Il y a des romans qui frappent fort, non pas par le spectaculaire, mais par ce qu’ils réveillent et ce qu’ils véhiculent.
Fauves fait partie de ceux-là.
Tony a 17 ans. Il fuit la violence de son père. Sa route le mène sous un chapiteau, dans un cirque où les règles sont dures, les corps soumis à la discipline, les animaux enfermés. Une autre cage. Plus visible. Plus assumée.
Mais Fauves ne raconte pas seulement une fuite.
Il raconte surtout ce que l’on emporte avec soi quand on part.
Le cœur du roman est là : dans ce combat intérieur permanent. Tony lutte contre ce qu’il a reçu, contre cette violence héritée, contre cette virilité brutale transmise comme un modèle. Il veut dompter sans détruire. Être fort sans devenir cruel.
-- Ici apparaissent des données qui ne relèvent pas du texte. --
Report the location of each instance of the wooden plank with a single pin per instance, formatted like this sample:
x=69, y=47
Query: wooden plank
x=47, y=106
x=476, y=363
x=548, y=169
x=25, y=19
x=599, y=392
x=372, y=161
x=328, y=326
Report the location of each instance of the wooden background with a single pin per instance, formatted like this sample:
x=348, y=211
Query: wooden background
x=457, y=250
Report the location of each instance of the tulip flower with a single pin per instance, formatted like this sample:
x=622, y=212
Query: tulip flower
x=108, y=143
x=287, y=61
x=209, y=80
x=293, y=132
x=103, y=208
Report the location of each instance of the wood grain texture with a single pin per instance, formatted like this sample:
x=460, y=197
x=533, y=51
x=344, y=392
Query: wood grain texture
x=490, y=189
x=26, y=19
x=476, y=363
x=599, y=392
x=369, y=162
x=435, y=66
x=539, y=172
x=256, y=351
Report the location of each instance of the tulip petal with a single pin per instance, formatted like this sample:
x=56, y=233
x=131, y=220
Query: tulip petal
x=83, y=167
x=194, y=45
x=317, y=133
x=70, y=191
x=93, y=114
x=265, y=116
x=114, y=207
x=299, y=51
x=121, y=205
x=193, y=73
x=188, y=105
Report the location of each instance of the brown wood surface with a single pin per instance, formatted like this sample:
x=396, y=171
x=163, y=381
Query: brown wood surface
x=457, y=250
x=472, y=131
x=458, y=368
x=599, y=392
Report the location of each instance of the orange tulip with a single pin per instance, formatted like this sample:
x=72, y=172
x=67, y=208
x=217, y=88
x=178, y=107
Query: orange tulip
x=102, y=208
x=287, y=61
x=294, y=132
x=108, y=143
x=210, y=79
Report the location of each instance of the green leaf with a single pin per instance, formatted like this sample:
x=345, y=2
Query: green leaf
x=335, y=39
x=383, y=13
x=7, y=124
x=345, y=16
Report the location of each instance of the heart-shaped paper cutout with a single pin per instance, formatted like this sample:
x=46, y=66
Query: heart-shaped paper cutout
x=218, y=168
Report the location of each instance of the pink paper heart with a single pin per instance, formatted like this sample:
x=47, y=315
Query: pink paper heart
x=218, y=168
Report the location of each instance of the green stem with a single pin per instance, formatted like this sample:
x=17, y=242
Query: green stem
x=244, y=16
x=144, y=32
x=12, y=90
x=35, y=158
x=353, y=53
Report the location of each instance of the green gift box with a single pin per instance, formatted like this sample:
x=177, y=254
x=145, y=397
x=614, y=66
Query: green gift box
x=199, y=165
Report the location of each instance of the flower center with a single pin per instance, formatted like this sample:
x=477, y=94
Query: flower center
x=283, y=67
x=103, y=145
Et la frontière est mince, dangereusement instable.
Face aux fauves — et surtout face à Asia, la panthère — tout se rejoue : la domination, la peur, l’attirance, la colère. Les animaux deviennent un miroir implacable : blessés, enfermés, sauvages… comme les hommes qui les entourent. Comme Tony lui-même.
Mélissa Da Costa écrit la violence sans jamais la juger. Elle l’observe, la dissèque, en montre les effets, les répercussions, les transmissions. Elle interroge sur ce que l’on lègue aux enfants, la manière dont on éduque les garçons, et comment certains gestes, certaines paroles, marquent à vie.
L’atmosphère est dense, sensorielle, presque suffocante. On sent la poussière, la tension, le danger latent. Et jusqu’aux dernières pages, le roman avance sans jamais chercher à rassurer. Chaque personnage est enfermé dans sa propre cage, prisonnier de ses croyances, de son passé, de ses contradictions.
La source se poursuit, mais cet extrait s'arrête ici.